First time for an Aussie to Canada

Jun 24th, 2005, 06:59 AM
Join Date: Dec 2003
Posts: 3,501
>>>Another thing I would do if I were you is get back to Vancouver on Day 26. Spend your last night in Canada in Vancouver, so that you "only" have to fly from Vancouver to Australia rather than Toronto - Vancouver - Australia on Day 27.<<<

Hmmm, I've just noticed a flaw in that scheme. I visualized you flying from Quebec City to Vancouver. However, I've just remembered that you wanted to rent a car in Toronto and also drop it off in Toronto so as to avoid a one-way drop off fee, isn't that right? Quebec City to Toronto is an 8-1/2 hour drive, not counting stops, and then you'd still face a 5-hour or so flight from Toronto to Vancouver. That would make for quite an onerous day.

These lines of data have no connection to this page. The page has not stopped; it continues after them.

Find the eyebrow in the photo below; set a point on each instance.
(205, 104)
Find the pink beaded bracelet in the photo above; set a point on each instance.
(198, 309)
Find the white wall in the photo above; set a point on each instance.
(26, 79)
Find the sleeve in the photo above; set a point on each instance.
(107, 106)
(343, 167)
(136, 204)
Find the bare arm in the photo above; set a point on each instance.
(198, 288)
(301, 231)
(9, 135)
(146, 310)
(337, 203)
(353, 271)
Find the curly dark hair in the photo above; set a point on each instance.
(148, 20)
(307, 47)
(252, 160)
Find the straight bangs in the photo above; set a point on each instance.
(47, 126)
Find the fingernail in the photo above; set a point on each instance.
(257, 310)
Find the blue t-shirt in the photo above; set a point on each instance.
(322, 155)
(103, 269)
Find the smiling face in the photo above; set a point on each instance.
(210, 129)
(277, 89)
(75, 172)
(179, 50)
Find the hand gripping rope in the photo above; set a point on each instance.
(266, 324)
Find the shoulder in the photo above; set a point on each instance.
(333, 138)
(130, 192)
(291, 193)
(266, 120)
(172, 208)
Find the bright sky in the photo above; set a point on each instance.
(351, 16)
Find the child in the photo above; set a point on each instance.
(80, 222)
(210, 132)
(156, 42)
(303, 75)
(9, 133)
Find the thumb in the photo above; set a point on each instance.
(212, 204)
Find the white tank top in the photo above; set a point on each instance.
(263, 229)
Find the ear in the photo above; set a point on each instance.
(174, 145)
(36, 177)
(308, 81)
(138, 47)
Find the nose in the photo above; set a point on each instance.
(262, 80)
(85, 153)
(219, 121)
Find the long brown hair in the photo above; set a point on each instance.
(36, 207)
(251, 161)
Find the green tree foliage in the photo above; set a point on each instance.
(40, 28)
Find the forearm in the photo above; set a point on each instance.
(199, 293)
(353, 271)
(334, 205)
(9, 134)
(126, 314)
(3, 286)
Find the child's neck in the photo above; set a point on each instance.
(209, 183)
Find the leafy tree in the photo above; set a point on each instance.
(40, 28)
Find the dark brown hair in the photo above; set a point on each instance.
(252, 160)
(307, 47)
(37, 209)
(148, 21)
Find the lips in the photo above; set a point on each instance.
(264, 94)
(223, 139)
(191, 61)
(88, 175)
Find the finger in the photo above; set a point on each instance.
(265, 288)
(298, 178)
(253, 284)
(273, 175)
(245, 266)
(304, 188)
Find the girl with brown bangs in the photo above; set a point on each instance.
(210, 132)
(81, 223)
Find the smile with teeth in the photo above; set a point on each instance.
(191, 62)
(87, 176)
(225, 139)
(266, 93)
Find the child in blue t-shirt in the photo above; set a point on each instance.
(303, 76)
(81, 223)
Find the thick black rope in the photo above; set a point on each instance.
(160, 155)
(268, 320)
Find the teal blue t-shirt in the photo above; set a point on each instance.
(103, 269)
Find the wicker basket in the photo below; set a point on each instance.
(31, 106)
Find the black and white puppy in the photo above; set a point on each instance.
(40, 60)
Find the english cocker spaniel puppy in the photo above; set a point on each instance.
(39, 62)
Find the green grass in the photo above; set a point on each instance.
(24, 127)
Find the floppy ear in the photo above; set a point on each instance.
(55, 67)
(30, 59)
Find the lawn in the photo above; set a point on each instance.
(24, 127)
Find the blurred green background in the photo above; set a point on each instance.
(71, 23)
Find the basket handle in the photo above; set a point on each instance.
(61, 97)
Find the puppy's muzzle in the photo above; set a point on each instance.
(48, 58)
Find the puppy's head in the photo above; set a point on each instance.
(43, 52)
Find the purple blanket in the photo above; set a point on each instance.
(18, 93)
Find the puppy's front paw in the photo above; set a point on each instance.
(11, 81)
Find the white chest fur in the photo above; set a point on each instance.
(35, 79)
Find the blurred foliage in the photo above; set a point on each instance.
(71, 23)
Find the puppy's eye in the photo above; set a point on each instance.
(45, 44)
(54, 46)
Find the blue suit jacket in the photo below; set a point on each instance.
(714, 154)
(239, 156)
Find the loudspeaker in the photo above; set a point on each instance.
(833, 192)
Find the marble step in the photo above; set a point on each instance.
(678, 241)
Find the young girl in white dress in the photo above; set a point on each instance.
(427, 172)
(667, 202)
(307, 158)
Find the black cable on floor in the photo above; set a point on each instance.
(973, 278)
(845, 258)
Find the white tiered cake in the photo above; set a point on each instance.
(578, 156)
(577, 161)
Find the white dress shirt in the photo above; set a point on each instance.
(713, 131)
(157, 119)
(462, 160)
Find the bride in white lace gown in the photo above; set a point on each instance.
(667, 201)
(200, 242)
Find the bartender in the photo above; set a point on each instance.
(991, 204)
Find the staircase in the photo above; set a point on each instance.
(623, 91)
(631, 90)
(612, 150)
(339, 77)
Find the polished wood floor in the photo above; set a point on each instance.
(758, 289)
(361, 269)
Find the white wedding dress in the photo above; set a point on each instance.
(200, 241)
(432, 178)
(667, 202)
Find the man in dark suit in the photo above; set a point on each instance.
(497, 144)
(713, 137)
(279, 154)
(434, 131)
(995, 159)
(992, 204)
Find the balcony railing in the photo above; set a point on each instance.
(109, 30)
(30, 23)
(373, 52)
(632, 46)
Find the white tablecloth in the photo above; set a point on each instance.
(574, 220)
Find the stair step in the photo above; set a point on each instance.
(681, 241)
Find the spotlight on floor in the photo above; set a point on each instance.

So, to avoid that problem, how about flying from Vancouver to Montreal, doing a clockwise or counter-clockwise circuit through Niagara, Toronto, Ottawa, Quebec City and back to Montreal? If you did the clockwise version, it would mean that on Day 26 you would have a 3-hour drive from Quebec City to Montreal and a 5-1/2 hour flight from Montreal to Vancouver. That would still be a fairly full day, but quite feasible.

For what it's worth.
Judy_in_Calgary is offline  
Jun 24th, 2005, 08:59 AM
Join Date: Jun 2005
Posts: 14
Tinmanran: with all due respect to the foregoing, I suggest driving through the Rockies and paying the drop fee in Calgary. The drive through the Rockies is too good to miss. Personally, even though it’s off the major tourist track, I prefer the ‘Crowsnest Pass’ route, Highway 3, which is the southernmost. It passes through (or near) Penticton, Ossoyoos, Grand Forks, Christina Lake (would you believe an 85 degrees Fahrenheit lake amidst the Mountains), Trail, Castlegar, and Fernie. You can also take a short detour to Nelson, one of the prettiest towns in the Rockies. (Watch the Steve Martine / Darryl Hannah movie “Roxanne”, it was filmed in Nelson. Highway 3 is also closer to the more natural and less touristy hot springs. BUT, be forewarned, the last 3 hours to Calgary are pretty much prairie driving, not in the mountains.

OR fly into Calgary, and do a circle route – take the Trans-Canada (hwy 1) to Banff-Revelstoke-Kamloops-Vancouver, then return to Calgary via Highway 3.

But either way, Trans-Canada (hwy 1) or the Crowsnest, it’s a drive to remember. AND, when the warning sign says 50 km/h for a curve, DO 50!!! They do not exaggerate – the turns are tight and not forgiving to speeders.

I lived in both Edmonton (3 yrs) and Calgary (12 years), and I suggest you skip them both. There are both nice enough, but have grown so fast over the past 20-30 years that they lack a homey deep-rooted culture / aura / feeling. To me, Canada is wide open spaces and wilderness, not big cities. Having said that, Vancouver, Montreal, and Quebec City are all worth a go. Montreal and Quebec city primarily because they have parts that are 300-400 years old, not common in North America. To go even further, have you thought about flying into St. John’s Newfoundland? Now there’s a city with a unique culture. I just love it there, but it’s quite a way off. On the other hand, if you’re only going to Canada once, it would be a shame to forego St. John’s.

This is long enough, my wife wants the computer. I shall try to offer more random thoughts later.